Anderson lewdness trial is delayed
DERRY — The trial of former town administrator John Anderson on lewdness and indecent exposure charges will not be held this week as scheduled but delayed until at least February.
Anderson's trial was set for Friday, Dec. 13, in the 10th Circuit Court in Derry, but that date had to be changed because of a scheduling conflict. The trial will now be postponed until at least after Feb. 7; a new trial date has not been set, according to court officials.
Anderson, 50, has pleaded not guilty to the misdemeanor charges. He is accused of inviting a DirectTV salesman into his house on July 11 while in the nude, among other inappropriate actions.
In papers filed with the court last month, Anderson's attorney James Rosenberg argued that his client was in the privacy of his own home when the alleged inappropriate conduct occurred."The salesman did not immediately leave the home despite the fact that Mr. Anderson was said to have been in the nude and the visit lasted as long as 10 minutes," Rosenberg said.The salesman, by his own admission, continued to "pitch" the satellite TV product in Anderson's home, Rosenberg said
After leaving, the salesman allegedly left behind a brochure for Anderson with his own phone number handwritten on it, Rosenberg said.
Rosenberg directed a subpoena to DirectTV to supply copies of its policies and procedures "regarding its sales people entering homes and leaving their phone numbers behind."But after the company refused to supply the materials, Rosenberg then asked that the court subpoena the DirectTV information.
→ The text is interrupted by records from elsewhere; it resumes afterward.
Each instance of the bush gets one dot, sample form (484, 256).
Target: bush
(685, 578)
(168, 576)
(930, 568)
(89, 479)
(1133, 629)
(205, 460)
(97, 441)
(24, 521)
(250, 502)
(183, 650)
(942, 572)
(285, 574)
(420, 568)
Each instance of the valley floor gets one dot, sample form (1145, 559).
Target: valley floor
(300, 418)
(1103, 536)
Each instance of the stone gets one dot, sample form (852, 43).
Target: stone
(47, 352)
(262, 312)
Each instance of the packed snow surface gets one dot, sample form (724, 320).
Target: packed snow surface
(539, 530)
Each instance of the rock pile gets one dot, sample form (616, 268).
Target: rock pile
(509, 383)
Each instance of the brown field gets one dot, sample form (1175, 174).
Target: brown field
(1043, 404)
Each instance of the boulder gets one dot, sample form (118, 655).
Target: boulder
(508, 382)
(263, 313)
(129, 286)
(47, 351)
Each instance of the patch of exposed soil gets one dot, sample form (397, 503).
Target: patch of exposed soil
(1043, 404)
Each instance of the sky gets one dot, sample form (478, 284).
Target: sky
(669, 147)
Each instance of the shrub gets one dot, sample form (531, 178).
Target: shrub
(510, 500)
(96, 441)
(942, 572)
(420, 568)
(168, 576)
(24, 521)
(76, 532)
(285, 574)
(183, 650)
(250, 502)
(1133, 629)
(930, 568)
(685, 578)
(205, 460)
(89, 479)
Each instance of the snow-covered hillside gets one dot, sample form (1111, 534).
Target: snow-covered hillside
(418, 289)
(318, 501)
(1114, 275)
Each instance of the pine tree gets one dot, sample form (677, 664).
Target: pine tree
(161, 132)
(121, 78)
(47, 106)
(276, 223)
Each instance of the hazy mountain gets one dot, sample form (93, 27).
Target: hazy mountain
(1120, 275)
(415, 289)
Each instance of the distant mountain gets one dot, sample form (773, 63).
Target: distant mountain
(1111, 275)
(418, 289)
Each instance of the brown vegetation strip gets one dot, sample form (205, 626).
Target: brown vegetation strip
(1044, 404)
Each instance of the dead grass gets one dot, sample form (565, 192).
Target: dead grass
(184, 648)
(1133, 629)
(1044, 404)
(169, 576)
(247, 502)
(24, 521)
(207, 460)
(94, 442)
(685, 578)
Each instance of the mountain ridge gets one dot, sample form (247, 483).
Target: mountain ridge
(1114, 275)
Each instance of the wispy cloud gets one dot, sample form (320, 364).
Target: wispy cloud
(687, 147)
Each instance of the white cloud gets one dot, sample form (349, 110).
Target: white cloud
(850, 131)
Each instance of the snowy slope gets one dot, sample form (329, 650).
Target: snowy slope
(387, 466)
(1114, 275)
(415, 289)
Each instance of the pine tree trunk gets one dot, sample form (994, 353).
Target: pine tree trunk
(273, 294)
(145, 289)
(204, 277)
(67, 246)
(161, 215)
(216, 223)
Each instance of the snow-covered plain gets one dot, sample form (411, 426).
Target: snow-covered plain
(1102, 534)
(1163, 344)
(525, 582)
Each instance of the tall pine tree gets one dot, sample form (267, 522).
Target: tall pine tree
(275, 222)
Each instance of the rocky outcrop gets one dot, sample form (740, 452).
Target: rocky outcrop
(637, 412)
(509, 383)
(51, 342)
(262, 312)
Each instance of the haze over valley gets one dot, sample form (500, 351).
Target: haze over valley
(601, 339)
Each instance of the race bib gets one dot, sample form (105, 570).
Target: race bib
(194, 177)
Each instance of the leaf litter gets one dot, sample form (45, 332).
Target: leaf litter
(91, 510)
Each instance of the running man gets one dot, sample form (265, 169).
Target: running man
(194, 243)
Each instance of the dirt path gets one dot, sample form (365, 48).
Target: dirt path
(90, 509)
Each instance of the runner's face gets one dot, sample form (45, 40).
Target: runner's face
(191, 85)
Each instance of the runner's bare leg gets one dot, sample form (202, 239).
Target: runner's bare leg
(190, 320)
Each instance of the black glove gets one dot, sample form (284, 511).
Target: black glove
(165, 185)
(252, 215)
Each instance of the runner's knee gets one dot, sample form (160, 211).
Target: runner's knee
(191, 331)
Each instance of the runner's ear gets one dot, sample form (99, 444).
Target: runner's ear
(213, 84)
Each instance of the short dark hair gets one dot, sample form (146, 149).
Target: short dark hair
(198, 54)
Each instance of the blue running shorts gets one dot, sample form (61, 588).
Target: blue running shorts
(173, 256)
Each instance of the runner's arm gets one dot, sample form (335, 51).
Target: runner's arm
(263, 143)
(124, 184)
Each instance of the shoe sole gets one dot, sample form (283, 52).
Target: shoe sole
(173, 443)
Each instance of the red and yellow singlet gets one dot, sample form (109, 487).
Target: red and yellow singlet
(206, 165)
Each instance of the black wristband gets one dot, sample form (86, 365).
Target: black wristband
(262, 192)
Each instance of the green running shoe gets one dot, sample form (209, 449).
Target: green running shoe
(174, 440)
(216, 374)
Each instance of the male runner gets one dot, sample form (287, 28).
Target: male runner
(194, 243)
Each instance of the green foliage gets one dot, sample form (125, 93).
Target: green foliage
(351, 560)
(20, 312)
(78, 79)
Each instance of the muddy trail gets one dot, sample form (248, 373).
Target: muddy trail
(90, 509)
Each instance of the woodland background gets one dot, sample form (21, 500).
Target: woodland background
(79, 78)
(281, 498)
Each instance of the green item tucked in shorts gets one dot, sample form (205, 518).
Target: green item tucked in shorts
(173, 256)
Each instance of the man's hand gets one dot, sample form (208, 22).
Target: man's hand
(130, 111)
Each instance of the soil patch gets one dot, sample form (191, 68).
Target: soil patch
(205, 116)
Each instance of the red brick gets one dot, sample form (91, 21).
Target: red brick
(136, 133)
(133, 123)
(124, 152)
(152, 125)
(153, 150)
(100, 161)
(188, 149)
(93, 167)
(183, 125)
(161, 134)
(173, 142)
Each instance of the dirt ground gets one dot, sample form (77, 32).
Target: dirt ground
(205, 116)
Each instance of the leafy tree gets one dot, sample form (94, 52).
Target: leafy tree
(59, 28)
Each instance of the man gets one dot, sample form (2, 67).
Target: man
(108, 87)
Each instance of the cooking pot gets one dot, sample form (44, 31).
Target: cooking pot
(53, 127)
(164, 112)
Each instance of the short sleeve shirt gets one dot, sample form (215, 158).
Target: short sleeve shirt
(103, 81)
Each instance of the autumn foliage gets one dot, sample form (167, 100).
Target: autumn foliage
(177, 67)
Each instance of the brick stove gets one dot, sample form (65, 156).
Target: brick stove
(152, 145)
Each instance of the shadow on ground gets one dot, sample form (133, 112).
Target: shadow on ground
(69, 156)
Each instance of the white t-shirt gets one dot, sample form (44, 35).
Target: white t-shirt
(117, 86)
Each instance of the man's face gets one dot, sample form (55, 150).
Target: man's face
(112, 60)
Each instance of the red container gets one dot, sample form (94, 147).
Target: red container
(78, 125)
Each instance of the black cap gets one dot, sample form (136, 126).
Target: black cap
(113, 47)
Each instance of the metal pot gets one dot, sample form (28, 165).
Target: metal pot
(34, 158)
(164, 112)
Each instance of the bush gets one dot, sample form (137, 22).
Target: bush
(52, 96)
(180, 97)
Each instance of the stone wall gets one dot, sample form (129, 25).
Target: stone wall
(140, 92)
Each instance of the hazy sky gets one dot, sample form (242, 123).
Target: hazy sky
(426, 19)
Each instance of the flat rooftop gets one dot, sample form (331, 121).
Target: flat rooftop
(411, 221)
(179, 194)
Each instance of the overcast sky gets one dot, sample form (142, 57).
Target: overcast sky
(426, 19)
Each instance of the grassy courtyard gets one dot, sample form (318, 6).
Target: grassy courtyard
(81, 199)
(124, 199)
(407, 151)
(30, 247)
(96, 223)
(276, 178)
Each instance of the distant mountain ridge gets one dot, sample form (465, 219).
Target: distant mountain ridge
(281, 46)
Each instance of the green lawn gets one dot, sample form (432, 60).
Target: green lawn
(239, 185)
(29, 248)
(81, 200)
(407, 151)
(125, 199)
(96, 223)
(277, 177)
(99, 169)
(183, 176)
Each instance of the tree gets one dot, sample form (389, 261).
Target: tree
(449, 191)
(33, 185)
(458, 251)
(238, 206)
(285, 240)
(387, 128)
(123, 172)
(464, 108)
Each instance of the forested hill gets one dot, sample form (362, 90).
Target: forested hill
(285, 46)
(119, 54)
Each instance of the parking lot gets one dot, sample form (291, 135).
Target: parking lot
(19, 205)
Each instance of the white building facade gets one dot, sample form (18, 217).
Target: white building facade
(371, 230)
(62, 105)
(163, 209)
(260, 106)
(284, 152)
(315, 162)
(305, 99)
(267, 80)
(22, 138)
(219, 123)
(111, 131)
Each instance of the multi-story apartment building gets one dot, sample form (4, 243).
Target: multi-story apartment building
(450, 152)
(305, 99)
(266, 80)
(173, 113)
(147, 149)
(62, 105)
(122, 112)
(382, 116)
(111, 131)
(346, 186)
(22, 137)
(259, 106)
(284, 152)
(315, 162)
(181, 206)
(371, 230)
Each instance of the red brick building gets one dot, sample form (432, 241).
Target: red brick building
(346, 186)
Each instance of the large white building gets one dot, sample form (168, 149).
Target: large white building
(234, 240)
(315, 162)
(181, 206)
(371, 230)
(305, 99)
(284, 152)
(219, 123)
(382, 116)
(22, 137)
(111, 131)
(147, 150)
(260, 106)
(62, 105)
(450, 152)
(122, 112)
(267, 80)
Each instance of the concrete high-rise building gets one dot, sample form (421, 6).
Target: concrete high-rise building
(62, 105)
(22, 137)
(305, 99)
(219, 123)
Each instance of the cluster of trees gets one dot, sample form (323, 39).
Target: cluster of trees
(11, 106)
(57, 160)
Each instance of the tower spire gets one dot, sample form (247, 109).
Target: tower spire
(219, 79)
In arguing for obtaining the information, Rosenberg said the DirectTV procedures, protocols or training materials could show there is a prescribed course of conduct sales staff ought to take when confronted in a home with awkward circumstances.
Rosenberg said, "those facts may further show that the DirectTV sales person at issue had other choices to make that day. He could have simply left immediately."
Rockingham County Attorney Kristen Wilson objected to the motion to compel discovery of the sales procedures and other materials. Wilson wrote that by entering the home while Anderson was in the nude and staying for a brief period of time, it is unreasonable to argue that the salesman could have invited or enjoyed Anderson's inappropriate conduct.
"In no way does someone, by choosing the vocation of door-to-door sales, invite sexual or physical affront," Wilson said.
Wilson said the question before the court is whether Anderson should have known that his alleged inappropriate conduct in front of a salesman, "who is trying to conduct business, would be likely to cause affront or alarm?"
"For this reason, the policies and procedures of Direct TV are completely irrelevant and as such the defendant's motion should be denied," Wilson said.
Anderson was placed on administrative leave on July 12. He was discharged without cause in late October and was to receive a settlement of approximately $45,000, according to a signed separation agreement. He remains free on $2,000 personal recognizance.